The appellant argues that the Commission erred in finding that Beckman's injuries and medical treatment occurring after appellant began providing insurance coverage for Arvest was the result of an aggravation. The appellant instead contends that this injury was a recurrence of Beckman's previous compensable injury, and therefore the insurance carrier at the time of the previous injury-Clarendon-is still liable for Beckman's claims.

A recurrence is not a new injury but merely another period of incapacitation resulting from a previous injury. Atkins Nursing Home v. Gary, 54 Ark. App. 125, 923 S.W.2d 897 (1996).A recurrence exists when the second complication is a natural and probable consequence of a prior injury. Weldon v. Pierce Bros. Constr., 54 Ark. App. 344, 925 S.W.2d 179 (1996). An aggravation, however, is a new injury resulting from an independent incident. Farmland Ins. Co. v. Dubois, 54 Ark. App. 141, 923 S.W.2d 883 (1996). Therefore, where the second complication is found to be a natural and probable result of the first injury, the employer initially liable remains liable; only where it is found that the second episode has resulted from an independent intervening cause is that liability affected. Bearden Lumber Co. v. Bond, 7 Ark.

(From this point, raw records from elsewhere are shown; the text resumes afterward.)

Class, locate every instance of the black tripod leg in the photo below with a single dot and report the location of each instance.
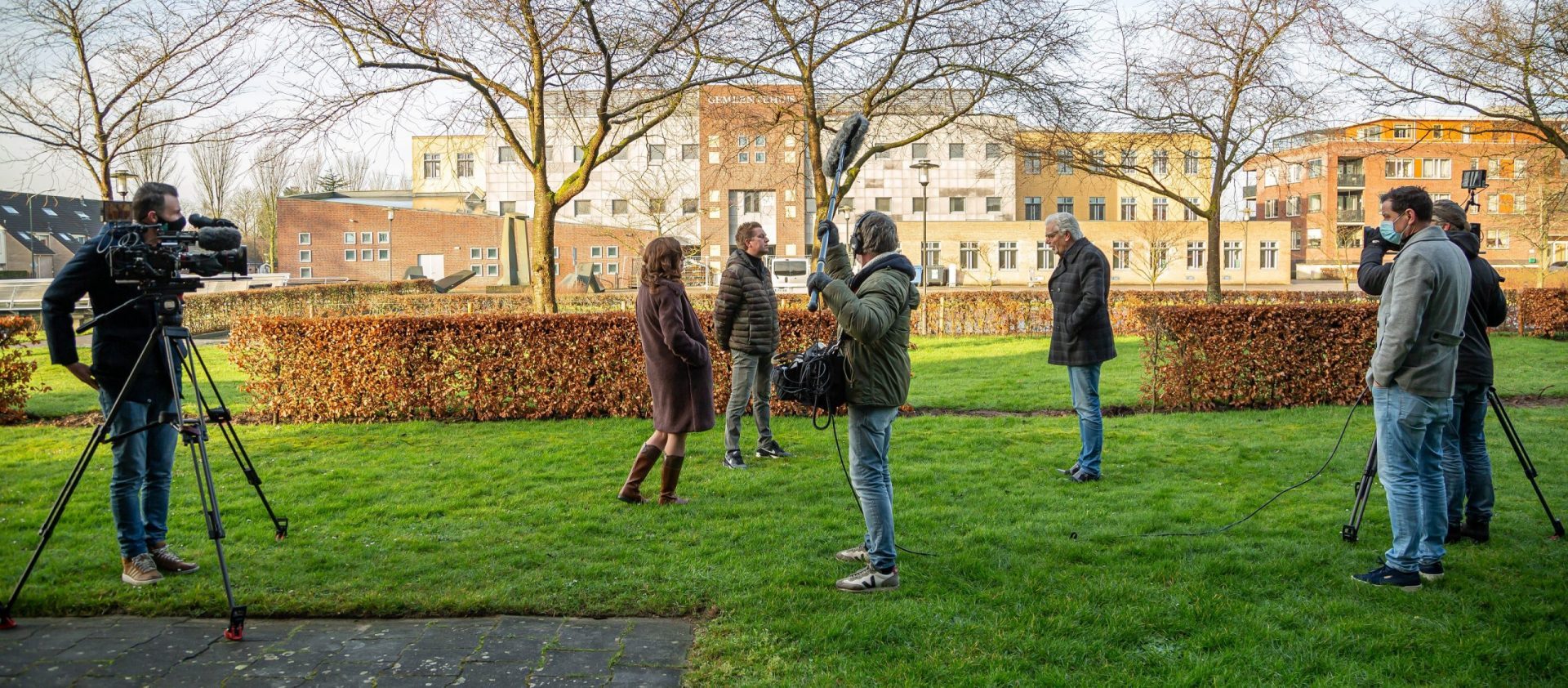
(225, 420)
(1352, 530)
(1523, 455)
(59, 510)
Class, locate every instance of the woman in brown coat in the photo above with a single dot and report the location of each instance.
(679, 370)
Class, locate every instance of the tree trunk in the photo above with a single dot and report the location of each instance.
(541, 243)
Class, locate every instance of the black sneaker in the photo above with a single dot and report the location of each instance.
(772, 450)
(1407, 580)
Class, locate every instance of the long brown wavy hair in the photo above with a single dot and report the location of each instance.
(661, 261)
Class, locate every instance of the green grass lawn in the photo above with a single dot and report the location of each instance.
(519, 517)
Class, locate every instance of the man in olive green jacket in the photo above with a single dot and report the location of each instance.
(872, 307)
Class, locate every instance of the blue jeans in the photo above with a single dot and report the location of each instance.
(871, 430)
(1085, 400)
(1410, 467)
(1467, 467)
(138, 489)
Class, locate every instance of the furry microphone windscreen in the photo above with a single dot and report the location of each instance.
(852, 133)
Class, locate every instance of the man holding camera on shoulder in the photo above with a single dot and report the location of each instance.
(1421, 319)
(872, 307)
(1467, 466)
(143, 458)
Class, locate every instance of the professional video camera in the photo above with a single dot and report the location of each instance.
(132, 259)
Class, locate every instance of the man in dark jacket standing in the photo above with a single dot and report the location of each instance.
(872, 307)
(1467, 466)
(143, 447)
(746, 322)
(1080, 336)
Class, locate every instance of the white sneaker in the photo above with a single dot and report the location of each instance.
(869, 580)
(853, 555)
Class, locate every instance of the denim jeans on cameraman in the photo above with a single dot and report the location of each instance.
(1410, 467)
(750, 378)
(1467, 467)
(143, 469)
(871, 431)
(1085, 400)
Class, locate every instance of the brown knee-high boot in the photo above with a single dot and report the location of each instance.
(668, 478)
(640, 467)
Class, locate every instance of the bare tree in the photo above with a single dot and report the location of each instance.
(613, 68)
(87, 77)
(1214, 80)
(216, 167)
(1506, 60)
(910, 66)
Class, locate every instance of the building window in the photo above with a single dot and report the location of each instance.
(1045, 257)
(932, 252)
(1007, 254)
(1196, 251)
(969, 254)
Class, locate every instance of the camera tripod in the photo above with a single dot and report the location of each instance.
(1352, 530)
(167, 300)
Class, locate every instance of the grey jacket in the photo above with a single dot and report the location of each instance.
(1421, 317)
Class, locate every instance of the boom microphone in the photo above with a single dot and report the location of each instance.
(218, 237)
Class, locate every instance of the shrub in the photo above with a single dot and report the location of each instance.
(16, 370)
(466, 367)
(1203, 358)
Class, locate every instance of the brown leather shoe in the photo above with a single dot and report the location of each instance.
(170, 561)
(668, 478)
(140, 570)
(640, 469)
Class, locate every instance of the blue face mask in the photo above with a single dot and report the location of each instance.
(1387, 229)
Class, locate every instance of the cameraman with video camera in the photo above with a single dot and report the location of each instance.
(143, 461)
(1467, 466)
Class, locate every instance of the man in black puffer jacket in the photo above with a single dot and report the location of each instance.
(746, 324)
(1467, 466)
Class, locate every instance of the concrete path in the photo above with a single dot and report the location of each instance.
(506, 650)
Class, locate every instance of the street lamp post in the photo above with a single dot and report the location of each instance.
(924, 168)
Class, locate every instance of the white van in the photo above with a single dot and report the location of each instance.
(789, 273)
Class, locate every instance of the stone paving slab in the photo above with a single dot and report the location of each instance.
(497, 650)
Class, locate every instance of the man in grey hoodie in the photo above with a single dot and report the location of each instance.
(1421, 320)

App. 65, 644 S.W.2d 321 (1983). This test of whether a causal relationship exists between the first episode of injury and the second is a question of fact for the Commission to determine. Carter v. Flintrol, Inc., 19 Ark. App. 317, 720 S.W.2d 337 (1986). When there is a change of insurance carriers, as in this case, and the only dispute is the proper source of payment of benefits, the Commission is to apportion liability for those benefits on an equal basis between the carriers. Ark. Code. Ann. § 11-9-806, (Repl. 2002). Any apportionment of liability between insurance carriers, where the combined effect of a previous and a subsequent injury causes a disability, is a factual determination to be made by the Commission. Browning's Restaurant v. Kuykendall, 263 Ark. 374, 565 S.W.2d 33 (1978).

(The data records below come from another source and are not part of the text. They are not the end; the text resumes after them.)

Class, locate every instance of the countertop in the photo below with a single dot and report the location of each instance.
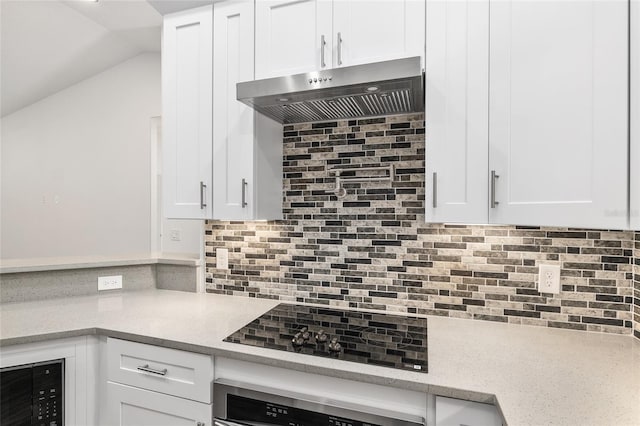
(11, 266)
(538, 376)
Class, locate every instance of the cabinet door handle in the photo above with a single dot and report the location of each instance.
(202, 200)
(435, 189)
(322, 44)
(494, 176)
(244, 192)
(147, 369)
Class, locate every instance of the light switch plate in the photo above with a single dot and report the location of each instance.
(113, 282)
(549, 279)
(222, 259)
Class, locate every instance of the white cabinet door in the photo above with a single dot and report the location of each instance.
(558, 112)
(456, 412)
(247, 147)
(233, 121)
(635, 114)
(457, 116)
(289, 36)
(187, 113)
(377, 30)
(129, 406)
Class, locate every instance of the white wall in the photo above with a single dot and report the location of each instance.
(76, 173)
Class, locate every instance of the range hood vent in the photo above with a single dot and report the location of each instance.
(381, 88)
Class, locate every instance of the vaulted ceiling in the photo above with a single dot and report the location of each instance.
(49, 45)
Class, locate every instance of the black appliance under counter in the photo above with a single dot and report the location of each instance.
(372, 338)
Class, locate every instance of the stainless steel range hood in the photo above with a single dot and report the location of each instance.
(381, 88)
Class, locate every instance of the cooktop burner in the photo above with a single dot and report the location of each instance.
(370, 338)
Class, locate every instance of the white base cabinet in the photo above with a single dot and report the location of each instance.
(457, 412)
(129, 406)
(150, 385)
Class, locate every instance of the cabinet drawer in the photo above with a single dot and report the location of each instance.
(184, 374)
(128, 406)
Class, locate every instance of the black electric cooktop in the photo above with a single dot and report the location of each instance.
(369, 338)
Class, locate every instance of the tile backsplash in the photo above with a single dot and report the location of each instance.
(372, 248)
(636, 286)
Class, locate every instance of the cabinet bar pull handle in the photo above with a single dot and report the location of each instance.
(146, 369)
(322, 44)
(244, 192)
(202, 188)
(435, 189)
(494, 176)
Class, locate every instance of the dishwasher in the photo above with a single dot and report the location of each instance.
(238, 404)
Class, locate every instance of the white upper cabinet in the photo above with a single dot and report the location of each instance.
(233, 121)
(558, 112)
(247, 148)
(548, 83)
(457, 119)
(635, 114)
(292, 36)
(187, 112)
(221, 160)
(377, 30)
(309, 35)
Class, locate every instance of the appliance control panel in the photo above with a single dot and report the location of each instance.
(47, 394)
(240, 408)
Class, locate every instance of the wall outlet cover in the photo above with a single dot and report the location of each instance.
(222, 258)
(113, 282)
(549, 279)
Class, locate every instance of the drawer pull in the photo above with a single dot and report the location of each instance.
(146, 369)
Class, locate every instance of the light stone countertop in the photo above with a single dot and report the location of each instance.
(539, 376)
(11, 266)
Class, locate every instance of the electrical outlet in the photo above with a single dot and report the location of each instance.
(174, 234)
(110, 283)
(222, 259)
(549, 279)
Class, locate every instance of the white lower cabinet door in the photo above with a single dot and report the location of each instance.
(129, 406)
(457, 412)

Reviewing the evidence in the light most favorable to the Commission's decision, we find that there was substantial evidence for the determination that Beckman's subsequent injury and medical treatment was the result of a combined effect of a previous compensable injury and successive injuries that constituted an aggravation rather than merely a recurrence. Treating physician Dr. Gary L. Moffit wrote to Beckman's employer Arvest on December 4, 2002, and noted that while Beckman might always have "some element" of carpal tunnel syndrome, she nevertheless suffered "no permanent impairment" and was not scheduled for any return appointment for evaluation or treatment of her injury. Dr. Moffit additionally recommended that Beckman be released to her full range of duties for Arvest, which included data input. After she resumed her duties full-time, Beckman gradually began to experience problems related to carpaltunnel syndrome. After she was denied access to Dr. Moffit for treatment, Beckman sought treatment from her family physician and was referred to Dr. James F. Moore through her family physician. Dr. Moore recommended surgery after his evaluation.

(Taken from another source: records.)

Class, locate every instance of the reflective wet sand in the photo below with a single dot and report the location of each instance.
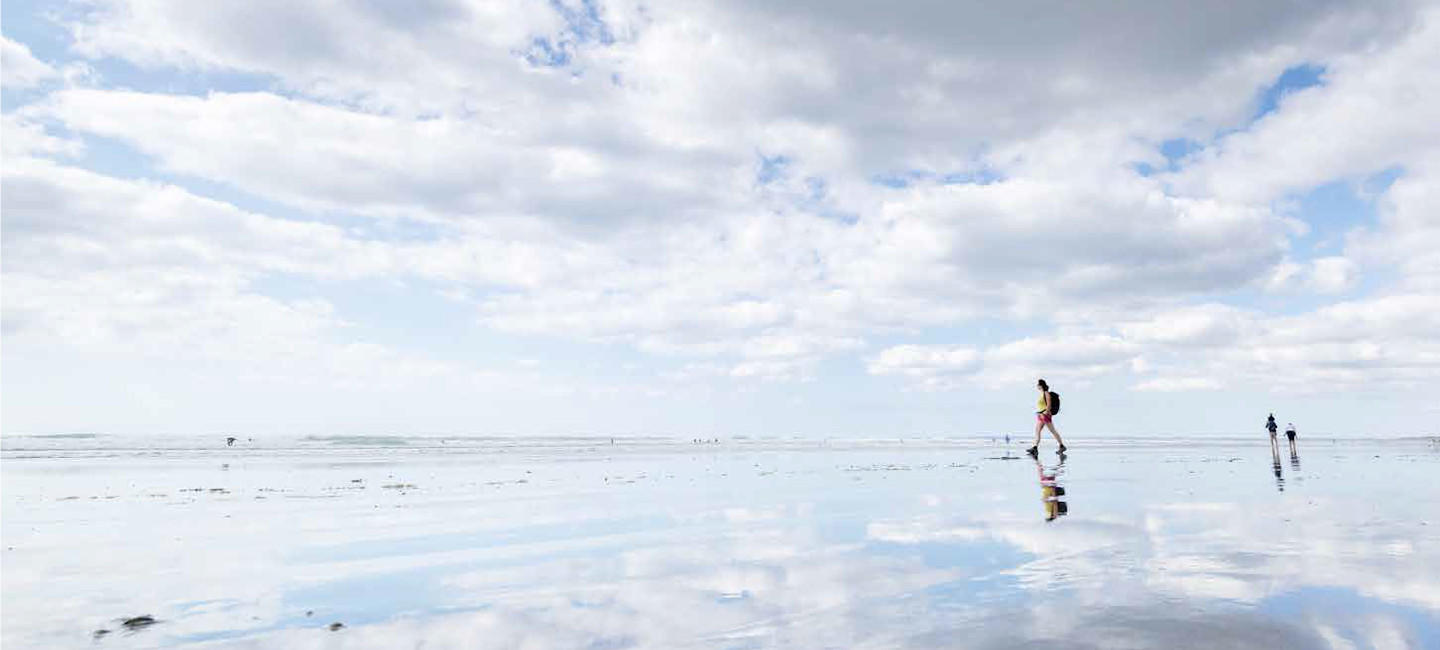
(572, 544)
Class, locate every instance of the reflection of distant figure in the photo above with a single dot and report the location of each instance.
(1275, 453)
(1050, 490)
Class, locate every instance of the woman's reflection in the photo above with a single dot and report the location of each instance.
(1279, 477)
(1051, 493)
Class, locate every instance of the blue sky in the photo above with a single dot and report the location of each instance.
(720, 219)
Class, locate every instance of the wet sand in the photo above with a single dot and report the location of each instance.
(429, 542)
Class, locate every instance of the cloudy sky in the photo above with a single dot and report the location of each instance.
(693, 218)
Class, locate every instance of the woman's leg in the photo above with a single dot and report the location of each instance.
(1051, 424)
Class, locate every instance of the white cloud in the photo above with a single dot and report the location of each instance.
(1178, 385)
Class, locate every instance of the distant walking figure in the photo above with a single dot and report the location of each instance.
(1046, 408)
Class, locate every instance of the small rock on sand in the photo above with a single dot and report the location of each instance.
(136, 623)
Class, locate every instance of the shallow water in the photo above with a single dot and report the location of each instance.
(579, 544)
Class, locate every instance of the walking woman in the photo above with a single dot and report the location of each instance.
(1046, 407)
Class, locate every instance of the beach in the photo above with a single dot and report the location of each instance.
(396, 542)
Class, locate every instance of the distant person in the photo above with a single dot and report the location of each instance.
(1046, 410)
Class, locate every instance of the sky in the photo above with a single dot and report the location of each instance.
(719, 218)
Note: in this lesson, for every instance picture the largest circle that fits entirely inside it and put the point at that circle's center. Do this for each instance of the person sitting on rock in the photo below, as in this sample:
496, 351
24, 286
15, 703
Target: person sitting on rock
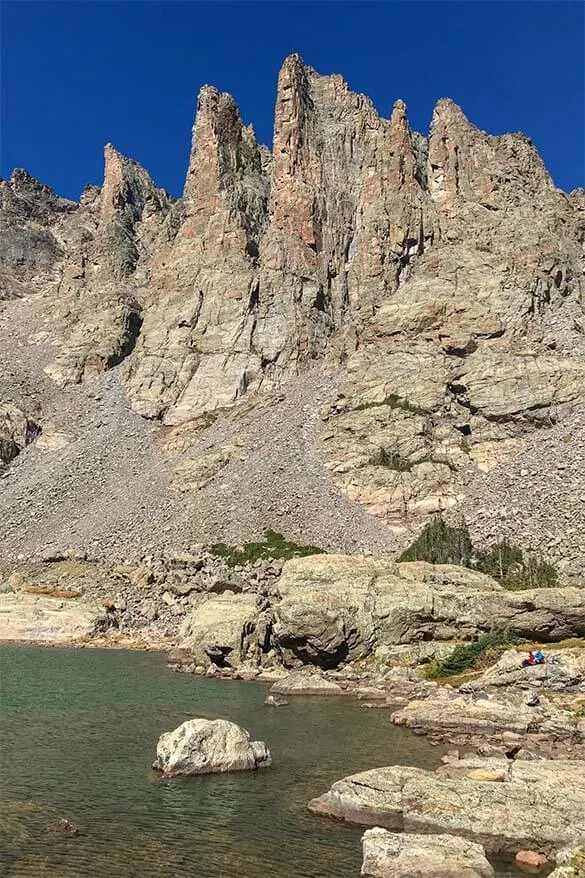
531, 660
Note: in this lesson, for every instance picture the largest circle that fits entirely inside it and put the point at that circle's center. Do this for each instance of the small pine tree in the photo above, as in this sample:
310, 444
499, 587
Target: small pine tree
441, 543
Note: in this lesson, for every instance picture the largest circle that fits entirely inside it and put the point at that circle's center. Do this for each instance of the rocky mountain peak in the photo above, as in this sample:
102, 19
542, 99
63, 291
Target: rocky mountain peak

The Appellant casts suspicion on the clinic note written by Dr. James F. Moore in which there are two blanks with word "worsened" hand-written into one blank space, and the word "NCS" (nerve conduction study) written into the other space. The appellant contends that because of the alleged suspiciousness of the handwritten words in Dr. Moore's statement indicating that Beckman's NCS study had worsened and required medical treatment, the Commission gave "improper weight" to this medical evidence. The appellant also attempts to counter Dr. Moore's analysis of Beckman's nerve conduction studies in 2002 and 2003 with Dr. Moffitt's statement that they were "pretty similar" in his view. With respect to both of these arguments, it is the duty of the Commission to determine credibility of medical evidence, and any conflicts are a question of fact for the Commission. Green Bay Packaging, supra.

Because there was substantial evidence to support findings of fact that the injuries Beckman suffered in 2003 were due to the combined effect of a previous compensable injury and later aggravation in the form of successive injuries occurring after the appellant assumed the risk as insurance carrier, we affirm. Gladwin and Robbins, JJ., agree.